Geride kalanların lakapları yok çoluk çocuğa kaldı, zaten memlekette çoluk çocuk gibi yönetilmiyor mu? Teknolojik devrim sermayeye güç kazandırınca Cevat Abi gibiler unutulmaya yüz tutunca kavramlarla anılmaya başlıyor.
Şekerci Metin Amcanın da bizden aşağı kalır yanı yoktu. Kimsenin farkına varmadığı hikayesi ise, Metin Uzbay ismi ve dört rakamlı telefon numarasına istenen tabela vergisi. Yazıların Üstünü şekerci dükkanında kullandığı kağıtlarla kaplayarak kurtulması. Zaten hep dükanında otururdu. Modern, lüx olsaydı, ah bu teknoloji, bu sermaye yok mu?

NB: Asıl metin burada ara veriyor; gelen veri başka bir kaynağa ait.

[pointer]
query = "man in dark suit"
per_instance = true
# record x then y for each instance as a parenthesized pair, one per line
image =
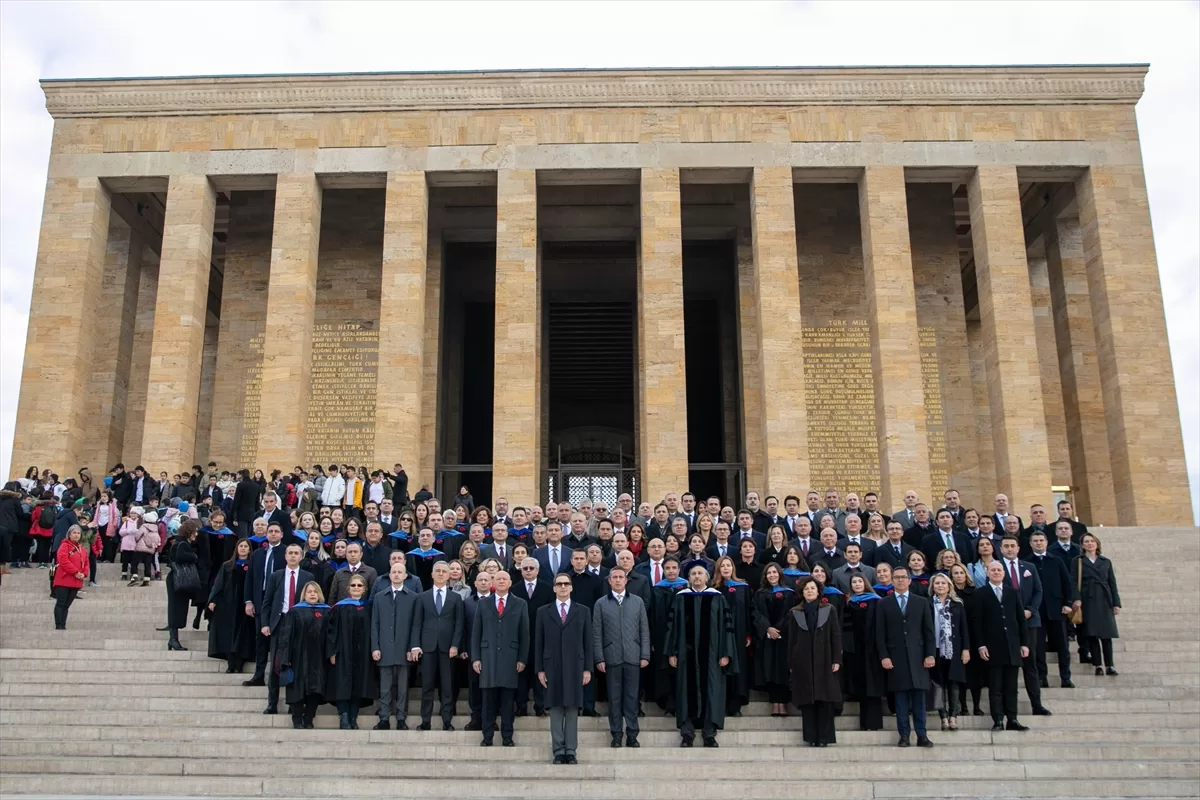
(906, 643)
(537, 593)
(439, 631)
(895, 551)
(499, 639)
(1024, 577)
(997, 632)
(263, 563)
(1057, 595)
(283, 589)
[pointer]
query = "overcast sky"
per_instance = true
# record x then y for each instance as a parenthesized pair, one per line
(59, 40)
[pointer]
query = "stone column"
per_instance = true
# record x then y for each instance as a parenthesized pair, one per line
(663, 390)
(785, 456)
(52, 411)
(1087, 434)
(895, 347)
(1011, 347)
(1145, 441)
(173, 388)
(291, 306)
(402, 322)
(516, 402)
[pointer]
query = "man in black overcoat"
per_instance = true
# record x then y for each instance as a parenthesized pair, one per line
(999, 631)
(563, 662)
(904, 636)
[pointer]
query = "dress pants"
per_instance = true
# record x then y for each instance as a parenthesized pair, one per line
(395, 675)
(498, 701)
(1002, 692)
(622, 683)
(911, 702)
(564, 725)
(436, 675)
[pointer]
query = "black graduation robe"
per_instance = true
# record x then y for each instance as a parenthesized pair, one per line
(300, 644)
(348, 638)
(700, 633)
(231, 632)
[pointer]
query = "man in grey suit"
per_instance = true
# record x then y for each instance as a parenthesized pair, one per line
(563, 662)
(499, 638)
(438, 625)
(393, 638)
(621, 636)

Metin Amca artık yok ama tarihi ismi ve tarihi telefon numarasının yerini üstünde hiçbir şey yazmayan boş kağıtlar aldı, meşhur olma yolundaki kağıtlar hala duruyor düşmeden gelip geçerken kafanızı kaldırıp bakın. Yaşarken koruma altına alamadığımızı kaybettikten sonra almanın anlamını anlamak çok kolay.

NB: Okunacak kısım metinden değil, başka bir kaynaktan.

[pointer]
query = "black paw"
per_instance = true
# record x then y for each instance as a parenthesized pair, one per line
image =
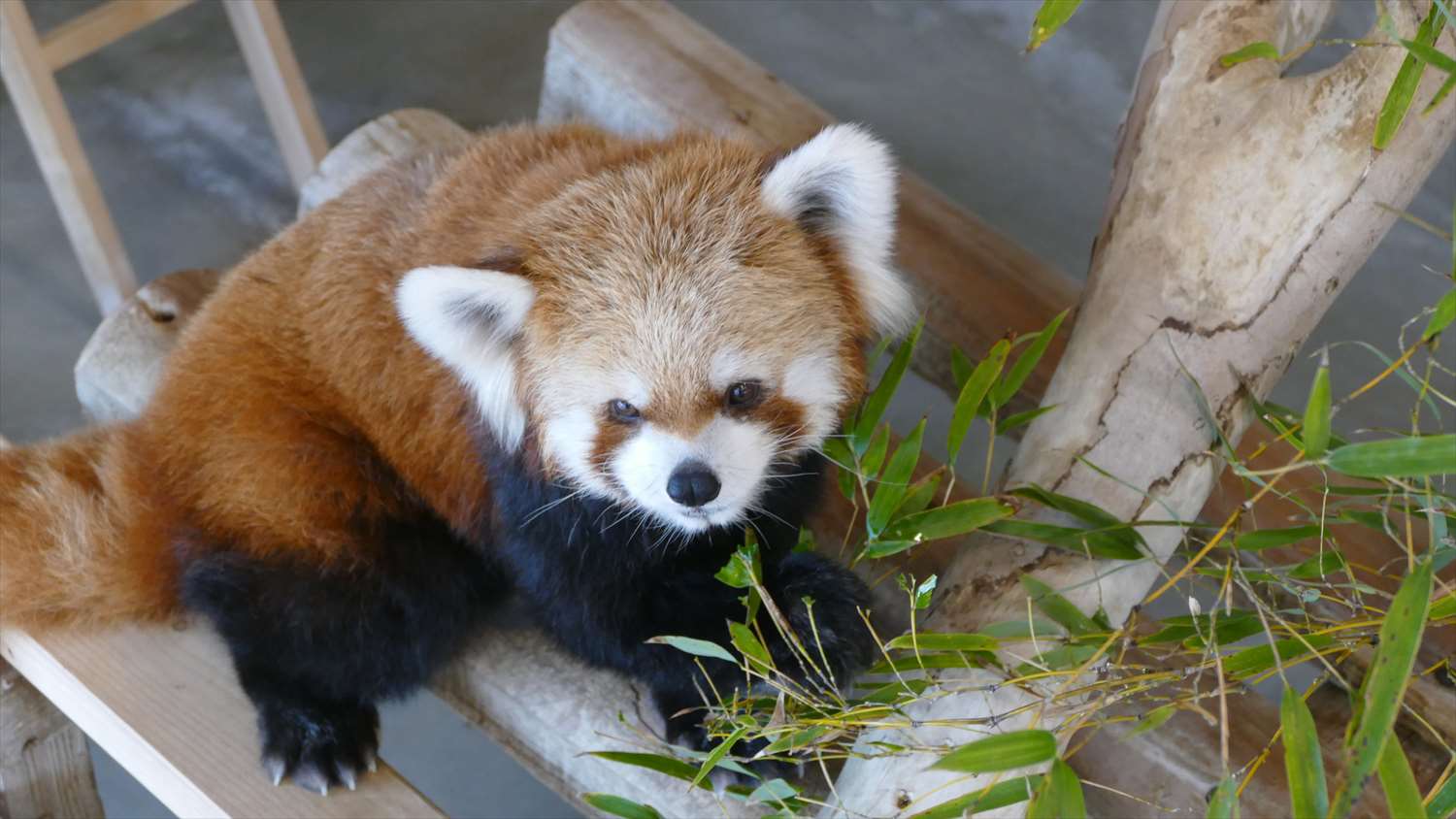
(833, 627)
(319, 746)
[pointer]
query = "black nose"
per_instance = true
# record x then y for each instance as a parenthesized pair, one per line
(692, 483)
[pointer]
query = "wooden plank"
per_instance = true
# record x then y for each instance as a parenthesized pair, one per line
(280, 84)
(165, 704)
(44, 763)
(101, 26)
(58, 151)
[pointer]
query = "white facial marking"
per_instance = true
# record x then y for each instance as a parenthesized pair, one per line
(466, 319)
(739, 454)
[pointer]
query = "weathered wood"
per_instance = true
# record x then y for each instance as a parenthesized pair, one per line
(63, 163)
(46, 767)
(1213, 265)
(101, 26)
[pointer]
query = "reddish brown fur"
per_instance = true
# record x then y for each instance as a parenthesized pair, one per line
(297, 416)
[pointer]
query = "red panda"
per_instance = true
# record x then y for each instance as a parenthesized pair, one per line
(553, 363)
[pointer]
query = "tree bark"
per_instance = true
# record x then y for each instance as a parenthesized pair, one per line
(1242, 203)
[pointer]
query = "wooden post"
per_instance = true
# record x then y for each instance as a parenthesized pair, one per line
(280, 84)
(58, 151)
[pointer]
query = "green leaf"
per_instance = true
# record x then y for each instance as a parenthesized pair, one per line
(1001, 752)
(1403, 796)
(716, 754)
(1441, 317)
(1001, 795)
(1397, 457)
(874, 407)
(695, 646)
(1383, 687)
(1443, 802)
(1019, 372)
(1318, 566)
(1403, 90)
(874, 455)
(972, 396)
(920, 495)
(1059, 796)
(748, 644)
(1316, 411)
(1107, 544)
(938, 641)
(1225, 801)
(1051, 16)
(1258, 659)
(619, 806)
(1304, 761)
(1150, 720)
(1270, 539)
(1022, 417)
(1057, 606)
(658, 763)
(894, 481)
(946, 521)
(1260, 49)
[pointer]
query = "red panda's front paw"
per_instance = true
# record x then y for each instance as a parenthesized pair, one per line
(319, 746)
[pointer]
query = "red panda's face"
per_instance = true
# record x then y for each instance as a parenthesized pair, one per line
(683, 328)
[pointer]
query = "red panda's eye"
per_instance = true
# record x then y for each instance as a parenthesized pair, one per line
(622, 410)
(745, 395)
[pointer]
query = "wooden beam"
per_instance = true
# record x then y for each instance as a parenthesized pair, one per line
(165, 704)
(58, 151)
(280, 84)
(102, 26)
(44, 761)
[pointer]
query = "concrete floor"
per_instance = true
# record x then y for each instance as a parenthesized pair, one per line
(188, 165)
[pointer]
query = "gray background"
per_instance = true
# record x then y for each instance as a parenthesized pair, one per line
(194, 180)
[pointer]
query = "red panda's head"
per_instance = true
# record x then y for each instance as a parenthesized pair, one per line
(680, 326)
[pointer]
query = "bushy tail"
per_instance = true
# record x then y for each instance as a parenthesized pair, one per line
(75, 541)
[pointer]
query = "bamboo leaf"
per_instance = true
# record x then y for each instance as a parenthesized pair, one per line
(938, 641)
(1403, 90)
(1019, 372)
(695, 646)
(1403, 796)
(1397, 457)
(1225, 801)
(894, 481)
(1441, 317)
(948, 521)
(1059, 796)
(1316, 411)
(619, 806)
(1304, 761)
(1057, 606)
(1001, 752)
(1260, 49)
(1022, 417)
(1270, 539)
(1001, 795)
(669, 766)
(973, 395)
(874, 407)
(1051, 16)
(1383, 688)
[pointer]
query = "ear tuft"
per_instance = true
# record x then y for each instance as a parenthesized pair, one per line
(842, 183)
(466, 319)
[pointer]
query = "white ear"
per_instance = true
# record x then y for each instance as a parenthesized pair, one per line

Beyinsel dönüşüm ve anlaşılan değişime doğanın yasası diyerek sıyrılmak ne güzel!
Uyumsuzluk sürüyor, az ileride, simgemiz Cumhuriyet Meydanın’daki en değerli yapıtımız Saray Camimiz yanına yapılan yazmak bile utanç veriyor. Tuvalet! Umarım Sn. Kaymakamımız Ayhan Bey’in, Belediye Başkanımız Sn. Tavlı’nın haberi yoktur. Çünkü bir şehir Cevat Abileriyle, Metin Amcalarıyla bir de tarihi yapıtlarıyla şehirdir. Bunların hepsi birer eserdir. Eserler, toplumların geçmişini bugüne ve geleceğe taşıyan değerlerdir. Elin adamlarında 500 yıl önceki fotoğrafla bugünkü ile karşılaştırıldığında hiçbir farkın olmadığı görülürken, bizde durum maalesef tam tersi.
O bölgede çok müsait alanlar var. Doğru yorumlamalarla elle tutulacak her bir adım çözüme atılan somut bir yapıta doğru adım olacaktır.